Only Two Kinds Of Churches Are Growing and They Share Spiritual DNA

Something is shifting in American Christianity: younger generations are showing up to church, campus ministries are reporting waves of students coming to faith, baptismal waters are busy and after years of headline-grabbing decline, the story of faith in America is getting more complicated, and more interesting.
But the real story isn’t the comeback itself, but rather, who’s leading it.
Two types of churches have driven consistent growth since the pandemic, and at first glance they might seem unrelated: nondenominational congregations and Pentecostal churches. But take a closer look, and a clear pattern emerges: these aren’t two separate movements but two branches of the same tree.
Nondenominational Christianity didn’t appear overnight, its rise has been slow, steady, and quite staggering in scale.

In 1972, Christians who identified with no particular denomination represented about 5% of American Protestants, per Ryan Burge’s analysis of General Social Survey data. That figure has since climbed to roughly 30%, one of the most consequential shifts in the history of American religion.
Pew Research’s 2025 Religious Landscape Study lands at a more conservative 18%, reflecting differences in methodology, but the direction is the same regardless of which number you use. Nondenominational Christianity is no longer a niche category but a dominant one.
Pentecostalism tells a parallel story.
The Assemblies of God, among the largest Christian denominations in the country, posted growth across virtually every metric in its latest annual report. Worship attendance rose 6.2% over 2023, and more than 529,000 people recorded conversions. Over 168,000 were baptized in water and there were new churches planted.
Lifeway Research’s 2025 survey of congregations confirmed the broader trend, identifying Holiness and Pentecostal churches as among the Protestant traditions most reliably reporting meaningful growth.
The connection between these two movements becomes obvious when you look past the labels.
A large number of the fastest-growing nondenominational churches are, theologically speaking, charismatic and strongly continuationist. They may not carry a Pentecostal affiliation or use Pentecostal vocabulary, but their DNA is unmistakable: a hunger for the Holy Spirit, worship that doesn’t apologize for being expressive, a belief that the gifts described in Scripture are still active today, and a culture that expects believers to actually encounter God.

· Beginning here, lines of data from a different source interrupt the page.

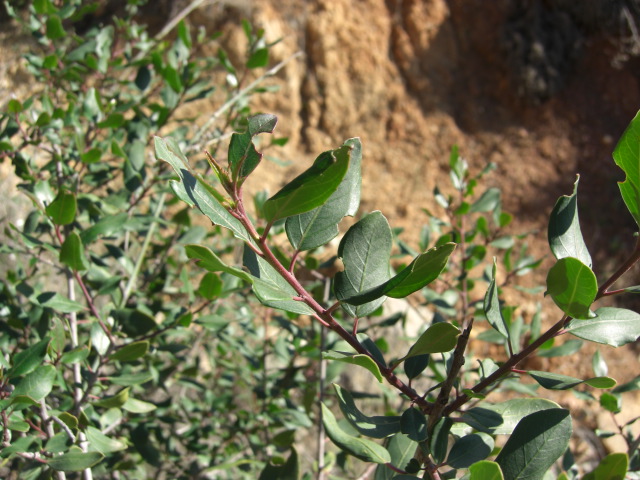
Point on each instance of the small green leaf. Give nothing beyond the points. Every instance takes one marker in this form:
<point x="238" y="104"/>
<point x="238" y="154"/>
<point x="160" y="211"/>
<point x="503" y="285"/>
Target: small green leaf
<point x="195" y="191"/>
<point x="63" y="208"/>
<point x="555" y="381"/>
<point x="470" y="449"/>
<point x="359" y="359"/>
<point x="572" y="286"/>
<point x="423" y="270"/>
<point x="55" y="29"/>
<point x="488" y="201"/>
<point x="113" y="401"/>
<point x="271" y="288"/>
<point x="365" y="251"/>
<point x="373" y="427"/>
<point x="565" y="236"/>
<point x="134" y="405"/>
<point x="72" y="253"/>
<point x="502" y="418"/>
<point x="91" y="156"/>
<point x="536" y="443"/>
<point x="36" y="384"/>
<point x="287" y="471"/>
<point x="310" y="189"/>
<point x="439" y="440"/>
<point x="413" y="423"/>
<point x="319" y="226"/>
<point x="99" y="442"/>
<point x="492" y="305"/>
<point x="361" y="448"/>
<point x="485" y="470"/>
<point x="75" y="461"/>
<point x="58" y="302"/>
<point x="28" y="360"/>
<point x="210" y="261"/>
<point x="131" y="351"/>
<point x="438" y="338"/>
<point x="611" y="326"/>
<point x="626" y="156"/>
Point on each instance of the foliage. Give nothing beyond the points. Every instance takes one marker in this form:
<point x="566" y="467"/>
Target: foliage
<point x="442" y="436"/>
<point x="102" y="320"/>
<point x="123" y="358"/>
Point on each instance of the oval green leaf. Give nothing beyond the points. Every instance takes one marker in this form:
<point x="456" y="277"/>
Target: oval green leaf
<point x="365" y="251"/>
<point x="63" y="208"/>
<point x="611" y="326"/>
<point x="572" y="286"/>
<point x="565" y="236"/>
<point x="438" y="338"/>
<point x="535" y="444"/>
<point x="373" y="427"/>
<point x="361" y="448"/>
<point x="310" y="189"/>
<point x="75" y="461"/>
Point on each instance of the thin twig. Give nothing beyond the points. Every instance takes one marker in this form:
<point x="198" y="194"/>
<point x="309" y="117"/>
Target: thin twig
<point x="269" y="73"/>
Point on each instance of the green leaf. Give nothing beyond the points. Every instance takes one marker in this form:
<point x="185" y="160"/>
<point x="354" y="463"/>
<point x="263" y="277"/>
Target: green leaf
<point x="365" y="251"/>
<point x="310" y="189"/>
<point x="485" y="470"/>
<point x="131" y="351"/>
<point x="113" y="401"/>
<point x="63" y="208"/>
<point x="58" y="302"/>
<point x="208" y="260"/>
<point x="359" y="359"/>
<point x="108" y="225"/>
<point x="361" y="448"/>
<point x="554" y="381"/>
<point x="470" y="449"/>
<point x="565" y="236"/>
<point x="402" y="449"/>
<point x="286" y="471"/>
<point x="612" y="467"/>
<point x="26" y="361"/>
<point x="627" y="157"/>
<point x="91" y="156"/>
<point x="271" y="288"/>
<point x="134" y="405"/>
<point x="319" y="226"/>
<point x="567" y="348"/>
<point x="438" y="338"/>
<point x="536" y="443"/>
<point x="75" y="461"/>
<point x="423" y="270"/>
<point x="611" y="326"/>
<point x="492" y="305"/>
<point x="413" y="423"/>
<point x="414" y="366"/>
<point x="72" y="253"/>
<point x="101" y="443"/>
<point x="373" y="427"/>
<point x="502" y="418"/>
<point x="55" y="29"/>
<point x="36" y="384"/>
<point x="488" y="201"/>
<point x="243" y="157"/>
<point x="439" y="440"/>
<point x="572" y="286"/>
<point x="128" y="379"/>
<point x="195" y="191"/>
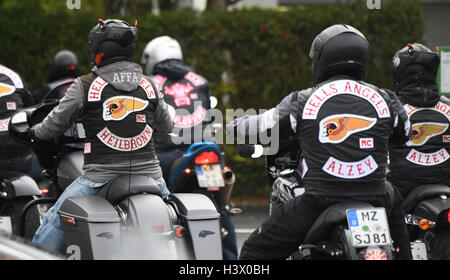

What looks like two separate trends in the data is arguably one movement expressing itself through different structures.
The demographics add another layer to this story. Young nondenominational churchgoers are considerably more racially diverse than the membership rolls of most historic Protestant bodies; only 59% identify as white, compared to 85% among United Methodists and 78% among Southern Baptists.
One of the most peculiar insights is that churches are drawing heavily from two specific pools: people leaving Catholicism and evangelicals who’ve drifted away from their childhood denominations.
The Southern Baptist Convention, by contrast, is a study in institutional gravity. Membership fell another 3% to 12.3 million, the lowest since 1973, making this the denomination’s 19th straight year of decline. There were bright spots, too, however: weekly attendance and baptism numbers both improved, but the SBC remains the largest Protestant denomination in America largely on the strength of its history, not its momentum.
The pattern across all of this isn’t hard to read. People aren’t leaving Christianity so much as they’re leaving a particular version of it: one built around denominational loyalty, institutional structures, and a faith that stays comfortably in the head. What they’re moving toward is something more immediate: churches where there is an expectation of the Holy Spirit showing up because He is welcomed in, where worship is alive and full of freedom, and where faith is something you experience by way of active participation rather than something you simply hold.
The combination of less institution and more encounter is proving to be exactly what a searching generation is looking for.